Claudio Ranieri depicted as a Roman God outside of Brucciani's in Leicester. Source - Emily Collins.
Claudio Ranieri depicted as a Roman God outside of Brucciani's in Leicester. Source - Emily Collins.

Business owner Tom Brucianni said: “We wanted to get involved because we thought this was a fun idea that would raise a smile as people go by.

  • “It’s a nice visible site, and of course we there’s the Italian connection with Ranieri, although he hasn’t been in to try one of our famous lemon splits yet. Claudio must feel like he’s really arrived and joined the big league now that he’s on the wall of Brucciani's!"

The city have their heroes back

In an era where football gets as much bad press as it does good, an era where England managers are sacked due to corruption, where clubs are fined due to fans throwing missiles at team busses, where the international governing body is thrown into disrepute on a semi-regular basis - this city finally have their heroes back.

Whether they lifted their first ever league title is irrelevant. Although that might have been the source of the public’s overwhelming pride, the mere fact that a team of 11 individuals and their manager brought a community together through something as, in retrospect, meaningless as football is the real triumph here.

Even now, the people are still engulfed in this group of players despite the fact that a poor start to the league campaign might have brought some back down to earth for the moment.

However, a Champions League campaign that has caught the imagination of the rest of Europe has given the community a sense of optimism once more. It is important to not see the nine points or the three clean sheets as a statistic because, with each win, the people associated with the city begin to dream that they might be a part of something bigger once again.

The Leicester team celebrate Albrighton's goal against Porto. Source - VAVEL's Rodrigo Pena.
The Leicester team celebrate Albrighton's goal against Porto. Source - VAVEL's Rodrigo Pena.

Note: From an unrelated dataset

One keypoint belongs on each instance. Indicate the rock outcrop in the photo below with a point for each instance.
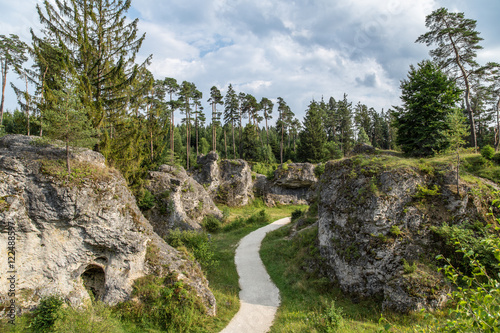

As fans walk past the Highcross shopping centre before a game or enjoy a fan park located just outside the city centre with dozens of Porto fans or enjoy a pint in the Swan and Rushes pub with a trio of Italian tourists who have travelled just to watch this cult side face Copenhagen, there is still a sense of togetherness that I have honestly been overwhelmed by.

More to come for Foxes

Even the roars at the King Power, which I can hear from my student accommodation bedroom on any given matchday, are comparable when the Premier League makes way for European football every fortnight or so.

Although the city might miss the comradery behind a Champions League home match when the squad travel to Denmark this week, all eyes will be watching as the Foxes remarkably look set to qualify from their group with two matches to spare.